Lawmakers review untraditional loans
SACRAMENTO — California lawmakers on Wednesday began considering restrictions on unorthodox mortgage-lending practices that have allowed hundreds of thousands of Californians to buy homes they otherwise could not afford.
About half of new home loans in California are something other than the traditional 30-year fixed loan. They may require no money down and offer variable interest rates while giving borrowers creative monthly payment options -- such as paying only the interest or even less than that.
Such low introductory payments are offered in exchange for higher charges years later, sometimes tripling or quadrupling the earlier monthly payments.
Regulators said many of these riskier loans were taken out in 2004 and 2005 and would start resetting to higher rates this year.

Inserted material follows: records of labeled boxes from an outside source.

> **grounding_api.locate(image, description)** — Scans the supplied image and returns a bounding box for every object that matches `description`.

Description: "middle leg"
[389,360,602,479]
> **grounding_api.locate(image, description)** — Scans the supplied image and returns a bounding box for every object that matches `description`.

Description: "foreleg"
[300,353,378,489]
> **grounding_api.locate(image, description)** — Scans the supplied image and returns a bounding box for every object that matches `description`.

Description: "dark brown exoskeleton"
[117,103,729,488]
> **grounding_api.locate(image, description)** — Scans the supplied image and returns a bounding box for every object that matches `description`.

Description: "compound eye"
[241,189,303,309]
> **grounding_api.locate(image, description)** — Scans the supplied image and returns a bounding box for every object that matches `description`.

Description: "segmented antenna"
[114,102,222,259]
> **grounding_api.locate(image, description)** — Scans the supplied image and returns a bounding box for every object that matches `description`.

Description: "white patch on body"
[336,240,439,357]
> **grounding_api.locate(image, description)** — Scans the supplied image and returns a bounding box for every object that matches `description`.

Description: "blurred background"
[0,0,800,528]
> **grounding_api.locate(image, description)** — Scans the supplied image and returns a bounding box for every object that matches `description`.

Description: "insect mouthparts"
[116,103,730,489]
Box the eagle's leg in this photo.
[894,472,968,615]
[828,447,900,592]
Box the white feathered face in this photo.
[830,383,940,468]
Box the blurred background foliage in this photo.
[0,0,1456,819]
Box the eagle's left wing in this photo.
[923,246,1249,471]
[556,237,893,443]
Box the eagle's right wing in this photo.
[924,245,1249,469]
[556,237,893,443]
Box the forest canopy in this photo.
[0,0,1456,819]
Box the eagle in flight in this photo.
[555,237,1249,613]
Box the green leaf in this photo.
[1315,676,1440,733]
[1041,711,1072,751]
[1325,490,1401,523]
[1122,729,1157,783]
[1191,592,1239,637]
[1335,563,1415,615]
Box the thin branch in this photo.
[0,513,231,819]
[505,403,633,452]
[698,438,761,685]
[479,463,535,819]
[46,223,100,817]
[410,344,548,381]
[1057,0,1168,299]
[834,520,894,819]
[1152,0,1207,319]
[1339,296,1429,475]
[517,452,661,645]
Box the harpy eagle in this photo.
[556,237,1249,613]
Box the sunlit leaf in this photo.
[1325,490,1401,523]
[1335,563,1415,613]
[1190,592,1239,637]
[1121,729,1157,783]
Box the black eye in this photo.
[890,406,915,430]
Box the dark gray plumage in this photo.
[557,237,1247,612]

“The exposure to these sorts of products, the growth, is unprecedented,” Raphael Bostic, who teaches at USC’s School of Policy, Planning and Development, told a state Senate committee. “The regulatory oversight of these types of practices is relatively lax.”
Such loans have been offered to home buyers with shaky credit or lower incomes. In other cases, middle-income buyers turned to them as California’s housing prices soared in recent years. Such buyers used option-payment adjustable loans and interest-only loans to purchase houses they would have difficulty affording with 30-year fixed mortgages.
In September, five federal regulatory agencies issued guidelines calling on federally regulated lenders to better gauge borrowers’ ability to pay before selling them the nontraditional loans. About a third of such home loans nationwide are nontraditional.
California is considering similar rules for state-regulated lenders, as 24 states have done, said Sen. Michael Machado (D-Linden), chairman of the Senate Banking, Finance and Insurance Committee.